He was not alone, joining other Republicans who voiced similar criticism about Trump's actions in the Oval Office. One was Sen. Susan Collins who said earlier Tuesday that the Senate Intelligence Committee needs to be briefed on the report. Sen. Ben Sasse told MSNBC that "It's not helpful that this was with the Russians, right? I mean this is just weird."
Senator Bob Corker was even more blunt, saying the White House is "in a downward spiral right now and have got to figure out a way to come to grips with all that's happening. You know, the shame of it is there's a really good national security team in place and there are good productive things that are under way through them and through others, but the chaos that is being created by the lack of discipline is creating an environment — it creates a worrisome environment."

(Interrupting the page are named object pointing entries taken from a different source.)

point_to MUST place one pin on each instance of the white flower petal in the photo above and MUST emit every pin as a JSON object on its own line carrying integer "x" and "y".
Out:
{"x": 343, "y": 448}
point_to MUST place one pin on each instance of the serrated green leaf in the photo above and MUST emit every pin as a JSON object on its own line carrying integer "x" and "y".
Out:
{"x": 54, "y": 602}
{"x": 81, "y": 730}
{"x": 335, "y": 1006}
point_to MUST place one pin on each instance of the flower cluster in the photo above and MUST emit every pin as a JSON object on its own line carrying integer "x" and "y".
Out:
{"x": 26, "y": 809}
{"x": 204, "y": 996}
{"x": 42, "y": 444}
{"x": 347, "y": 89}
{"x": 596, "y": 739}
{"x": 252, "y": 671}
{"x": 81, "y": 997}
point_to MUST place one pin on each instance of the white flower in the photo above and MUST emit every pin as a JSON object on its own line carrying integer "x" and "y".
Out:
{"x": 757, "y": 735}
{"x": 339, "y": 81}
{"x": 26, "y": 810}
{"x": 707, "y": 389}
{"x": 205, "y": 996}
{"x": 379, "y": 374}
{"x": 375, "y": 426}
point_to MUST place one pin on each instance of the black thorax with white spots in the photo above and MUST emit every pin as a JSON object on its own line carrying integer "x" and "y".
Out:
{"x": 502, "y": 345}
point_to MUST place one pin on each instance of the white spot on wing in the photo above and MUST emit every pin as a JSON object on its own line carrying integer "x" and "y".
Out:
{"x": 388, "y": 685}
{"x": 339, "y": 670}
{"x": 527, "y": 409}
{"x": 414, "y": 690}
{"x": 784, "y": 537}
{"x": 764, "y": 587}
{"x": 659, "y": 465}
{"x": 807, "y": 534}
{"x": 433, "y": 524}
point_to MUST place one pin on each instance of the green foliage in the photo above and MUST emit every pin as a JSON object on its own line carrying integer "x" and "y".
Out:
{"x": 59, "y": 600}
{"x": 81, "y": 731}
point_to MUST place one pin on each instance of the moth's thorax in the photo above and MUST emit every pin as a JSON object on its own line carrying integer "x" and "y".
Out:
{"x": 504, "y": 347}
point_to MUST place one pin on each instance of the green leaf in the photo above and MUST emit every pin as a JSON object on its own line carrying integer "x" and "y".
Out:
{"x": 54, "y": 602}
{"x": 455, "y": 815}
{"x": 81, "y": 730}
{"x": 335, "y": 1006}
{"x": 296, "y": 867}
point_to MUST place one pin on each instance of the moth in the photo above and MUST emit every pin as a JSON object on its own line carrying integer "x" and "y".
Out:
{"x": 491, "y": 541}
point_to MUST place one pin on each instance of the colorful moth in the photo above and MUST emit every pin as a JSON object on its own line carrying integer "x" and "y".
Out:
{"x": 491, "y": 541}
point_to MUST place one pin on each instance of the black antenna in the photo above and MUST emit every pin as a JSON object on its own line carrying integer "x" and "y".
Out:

It was the harsh Republican response that prompted Height Securities’ Peter Cohn to write a note to clients on Tuesday that Trump's recent conduct "raises questions for investors about whether senior Republicans will abandon ship."
Cutting to the chase, Cohn writes that ending Trump’s viability as president "depends on Republicans turning against him", as impeachment proceedings can only begin with the majority party, and the 25th Amendment (allowing for president’s removal when unable to discharge powers/duties of his office) can only be invoked by Congress and/or vice president, majority of Cabinet.

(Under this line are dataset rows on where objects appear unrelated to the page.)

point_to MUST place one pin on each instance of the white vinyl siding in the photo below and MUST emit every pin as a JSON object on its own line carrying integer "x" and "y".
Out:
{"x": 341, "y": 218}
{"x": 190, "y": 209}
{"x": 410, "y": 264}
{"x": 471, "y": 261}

What will Height be closely watching to see if the Trump drama enters a potentially terminal phase: the main catalyst is whether Sen. John McCain, chairman of Armed Services Committee, begins calling for Trump’s resignation, as U.S. national security issues may increase concern among Republican voters.
Cohn also says to closely watch other senators for even a faint trace of statements and speeches that can be parsed for any signs of throwing Trump "under the bus" as these will be a trial balloon for group sentiment toward Trump.
That said, The Height analyst sees immediate fallout on domestic policy agenda as limited for now as the issues raised by Trump’s "cavalier" disclosures are separate and unrelated to tax reform and Obamacare repeal/replace, which have represented Republican agenda for years prior to Trump’s candidacy and it is unlikely they’d abandon measures because of unrelated grievances about Trump’s handling of national security matters.
Should republicans increasingly voice displeasure with Trump, however, it will be a different story.